Researchers say COVID-19 is causing reactions, unlike other viruses they’ve already studied. The disease has been deadly for thousands, but for so many others the symptoms are minor, if noticeable at all.
However, in the more severe cases, doctors have been able to spot something known as “hyperinflammatory syndrome,” or a “cytokine storm,” which is when the immune system overreacts and produces too much of the chemicals it needs to fight the virus.

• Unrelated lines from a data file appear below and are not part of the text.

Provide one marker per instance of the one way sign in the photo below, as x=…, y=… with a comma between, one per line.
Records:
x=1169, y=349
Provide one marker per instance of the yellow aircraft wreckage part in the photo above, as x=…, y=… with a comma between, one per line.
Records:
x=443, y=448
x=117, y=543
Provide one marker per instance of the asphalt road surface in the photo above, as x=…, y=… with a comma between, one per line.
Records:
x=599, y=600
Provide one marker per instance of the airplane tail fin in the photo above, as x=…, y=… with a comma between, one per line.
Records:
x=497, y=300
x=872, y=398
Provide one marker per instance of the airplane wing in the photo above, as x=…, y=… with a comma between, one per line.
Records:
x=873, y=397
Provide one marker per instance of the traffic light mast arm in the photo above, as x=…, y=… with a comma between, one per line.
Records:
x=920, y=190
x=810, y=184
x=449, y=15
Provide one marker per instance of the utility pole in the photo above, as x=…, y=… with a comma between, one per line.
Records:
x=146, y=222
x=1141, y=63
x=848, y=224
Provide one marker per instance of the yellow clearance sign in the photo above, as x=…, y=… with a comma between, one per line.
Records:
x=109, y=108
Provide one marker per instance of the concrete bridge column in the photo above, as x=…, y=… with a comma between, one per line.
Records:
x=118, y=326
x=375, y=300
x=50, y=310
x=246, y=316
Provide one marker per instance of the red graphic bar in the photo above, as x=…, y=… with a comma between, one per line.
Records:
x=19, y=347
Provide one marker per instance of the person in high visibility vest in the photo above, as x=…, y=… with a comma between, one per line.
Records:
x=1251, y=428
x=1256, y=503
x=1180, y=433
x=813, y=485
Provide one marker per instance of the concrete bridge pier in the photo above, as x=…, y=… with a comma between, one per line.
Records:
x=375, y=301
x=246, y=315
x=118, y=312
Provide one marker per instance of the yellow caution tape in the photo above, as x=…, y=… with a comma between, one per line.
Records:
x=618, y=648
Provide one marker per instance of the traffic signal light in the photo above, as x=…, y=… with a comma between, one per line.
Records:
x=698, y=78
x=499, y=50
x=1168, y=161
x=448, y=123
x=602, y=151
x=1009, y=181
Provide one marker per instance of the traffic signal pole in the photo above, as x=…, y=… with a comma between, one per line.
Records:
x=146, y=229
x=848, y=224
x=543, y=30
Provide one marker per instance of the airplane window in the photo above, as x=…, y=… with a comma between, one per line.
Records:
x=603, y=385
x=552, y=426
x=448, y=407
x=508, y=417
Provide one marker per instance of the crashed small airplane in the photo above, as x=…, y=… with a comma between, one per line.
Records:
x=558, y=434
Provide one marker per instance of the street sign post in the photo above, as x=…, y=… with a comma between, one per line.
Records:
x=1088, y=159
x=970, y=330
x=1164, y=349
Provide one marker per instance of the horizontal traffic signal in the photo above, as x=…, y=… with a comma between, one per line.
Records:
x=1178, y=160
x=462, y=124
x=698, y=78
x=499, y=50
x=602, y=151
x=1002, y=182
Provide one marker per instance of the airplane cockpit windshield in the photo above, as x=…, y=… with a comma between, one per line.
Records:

Doctor Brandon Webb with Intermountain Healthcare says, “Right from the earliest days of the pandemic, we recognized that some patients with COVID-19 develop an inappropriate and excessive inflammatory immune response.”
Webb and his partners studied 299 patients admitted to Intermountain hospitals and found several different possible red flags. For instance, if doctors find too much of a compound called ferritin, it could be a sign that the macrophage cells are working too hard. Also, blood may clot too easily, which can cut off the oxygen supply to affected organs.
Plus, doctors have to take a close look at how well the liver is working.
Doctor Samuel Brown says, “When the immune system throughout the body is in overload, it’s common that the liver function tests will be abnormal. We’re seeing that in COVID-19 and in the patients who are quite severe.”
Brown says they believe hyperinflammatory syndrome can lead to severe illness or even death, but they want to take their models to other cities with higher death rates for further research.
“It looks like this is an important component of some of the COVID-19 deaths,” Brown says.
Health care workers can now take a look at all of the criteria researchers have found and add them to one simple test. When the results come back, Webb says they create something called a “cHIS score” which can indicate the kind of treatment a patient should get. He says patients who met certain kinds of criteria in their cHIS score are four times more likely to be placed on a ventilator.
“We’re treating them according to the complications that that particular patient is exhibiting,” Webb says.
Doctors are also able to tell if a patient should be put on anti-inflammatory steroids, or not, based on their cHIS score. These steroids have worked wonders in some patients, but have made symptoms worse for others.
Webb and Brown’s study has been published in The Lancet Rheumatology, a British medical journal.